What happened once SmootHawle­y took effect?

Over the next two years, the volume of U.S. imports and exports plunged by about 40 percent as trading partners retaliated with their own tariffs. Foreign producers cut back or stopped shipments to the U.S. because it was no longer profitable to sell there. Some U.S. exporters had to pay more for the imported materials they used to make their final products and faced higher trade barriers abroad. American farmers, who were supposed to be SmootHawle­y’s main beneficiar­ies, saw their crop prices collapse and exports decline. How do Trump’s tariffs compare? Trump looks to be a bit of a piker compared with Hoover, although that could change if the truce with the EU breaks down. So far, he has slapped tariffs on imports of steel, aluminum, washing machines and solar panels from much of the world. He’s also put in place duties on $34 billion worth of products imported from China, and lined up a list of $16 billion more. All of that amounts to about 5 percent of U.S. imports. In 1930, about a third of imports were subject to duties. But if Trump imposes tariff hikes on virtually all of China’s shipments to the U.S. — as he has threatened to do — that would bring the proportion of imports covered to about 25 percent.

How else are Trump’s tariffs reminiscen­t of Smoot-Hawley? Now, as then, the supposed beneficiar­ies of the tariffs are also the ones being hurt. Examples include Whirlpool Corp. and HarleyDavi­dson Inc., which have been caught in the crossfire of Trump’s trade war. The Trump Administra­tion also has had to use the Commodity Credit Corporatio­n, an agency created during the Depression to support crop prices, to fund a $12 billion aid package to compensate U.S. farmers, whose exports have been targeted by other countries with retaliator­y tariffs. But the reactions of other countries so far have been different. While they’ve slapped retaliator­y tariffs on exports from the U.S., they haven’t imposed duties on shipments from one another — as they did during the 1930s. Some have even done the opposite by signing new trade agreements.

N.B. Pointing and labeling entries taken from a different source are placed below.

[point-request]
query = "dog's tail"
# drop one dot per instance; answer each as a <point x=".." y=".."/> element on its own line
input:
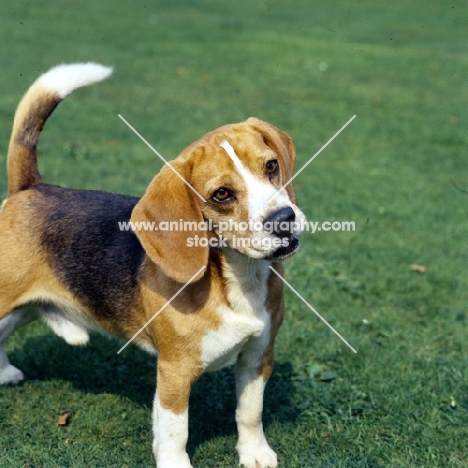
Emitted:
<point x="34" y="109"/>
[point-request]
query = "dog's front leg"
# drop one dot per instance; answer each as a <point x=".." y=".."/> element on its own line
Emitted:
<point x="170" y="415"/>
<point x="251" y="377"/>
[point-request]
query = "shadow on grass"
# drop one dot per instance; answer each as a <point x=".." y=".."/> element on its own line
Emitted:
<point x="98" y="369"/>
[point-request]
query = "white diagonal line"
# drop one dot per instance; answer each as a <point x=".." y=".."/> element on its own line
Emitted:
<point x="313" y="310"/>
<point x="161" y="157"/>
<point x="160" y="310"/>
<point x="313" y="157"/>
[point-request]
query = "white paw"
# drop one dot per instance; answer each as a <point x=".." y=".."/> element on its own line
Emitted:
<point x="261" y="457"/>
<point x="10" y="375"/>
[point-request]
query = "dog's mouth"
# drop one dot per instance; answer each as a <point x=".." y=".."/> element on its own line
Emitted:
<point x="288" y="251"/>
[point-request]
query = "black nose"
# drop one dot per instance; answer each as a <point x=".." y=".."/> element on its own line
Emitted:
<point x="280" y="222"/>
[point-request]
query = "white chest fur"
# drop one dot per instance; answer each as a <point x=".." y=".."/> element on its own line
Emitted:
<point x="245" y="321"/>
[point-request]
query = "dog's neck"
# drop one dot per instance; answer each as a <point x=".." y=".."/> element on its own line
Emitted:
<point x="246" y="279"/>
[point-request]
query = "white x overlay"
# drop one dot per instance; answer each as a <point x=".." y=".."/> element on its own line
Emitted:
<point x="313" y="157"/>
<point x="161" y="157"/>
<point x="272" y="269"/>
<point x="160" y="310"/>
<point x="312" y="309"/>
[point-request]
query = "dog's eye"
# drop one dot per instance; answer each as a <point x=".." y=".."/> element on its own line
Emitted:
<point x="222" y="195"/>
<point x="272" y="167"/>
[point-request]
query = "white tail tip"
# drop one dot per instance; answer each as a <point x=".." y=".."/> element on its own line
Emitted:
<point x="65" y="78"/>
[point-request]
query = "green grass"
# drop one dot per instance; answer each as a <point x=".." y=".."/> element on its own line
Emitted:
<point x="184" y="68"/>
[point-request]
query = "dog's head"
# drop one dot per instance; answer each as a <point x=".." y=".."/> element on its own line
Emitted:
<point x="222" y="191"/>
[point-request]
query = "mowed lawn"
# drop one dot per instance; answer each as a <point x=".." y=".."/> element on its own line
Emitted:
<point x="399" y="171"/>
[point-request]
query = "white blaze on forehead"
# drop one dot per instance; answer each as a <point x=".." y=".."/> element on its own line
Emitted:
<point x="259" y="193"/>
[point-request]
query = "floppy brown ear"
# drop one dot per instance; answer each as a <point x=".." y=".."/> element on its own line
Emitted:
<point x="168" y="199"/>
<point x="282" y="144"/>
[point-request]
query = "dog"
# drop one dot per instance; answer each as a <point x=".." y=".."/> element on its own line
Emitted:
<point x="198" y="306"/>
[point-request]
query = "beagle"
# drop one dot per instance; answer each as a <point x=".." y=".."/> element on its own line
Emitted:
<point x="198" y="306"/>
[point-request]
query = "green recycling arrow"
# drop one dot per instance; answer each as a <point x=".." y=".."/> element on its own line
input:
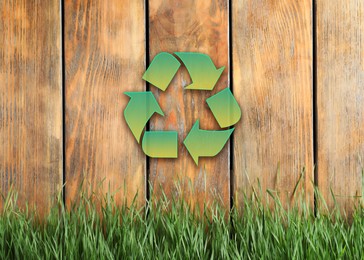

Could Trump cause another Depression?

Not likely. The outburst of protection­ism in the 1930s contribute­d to the collapse of trade at the time. But many economists don’t think it was the trigger for the Great Depression. Instead, they blame the U.S. Federal Reserve and other central banks for their strict adherence to the gold standard, under which currency values were tied to that of a scarce commodity, gold. Instead of devaluing the dollar to help U.S. exports remain competitiv­e, the Fed did the opposite by keeping interest rates high and monetary policy tight, even as the stock market plunged, banks went bust and the economy cratered, driving unemployme­nt to about 25 percent. That’s a blunderbus­s move that the current crop of policy makers won’t make.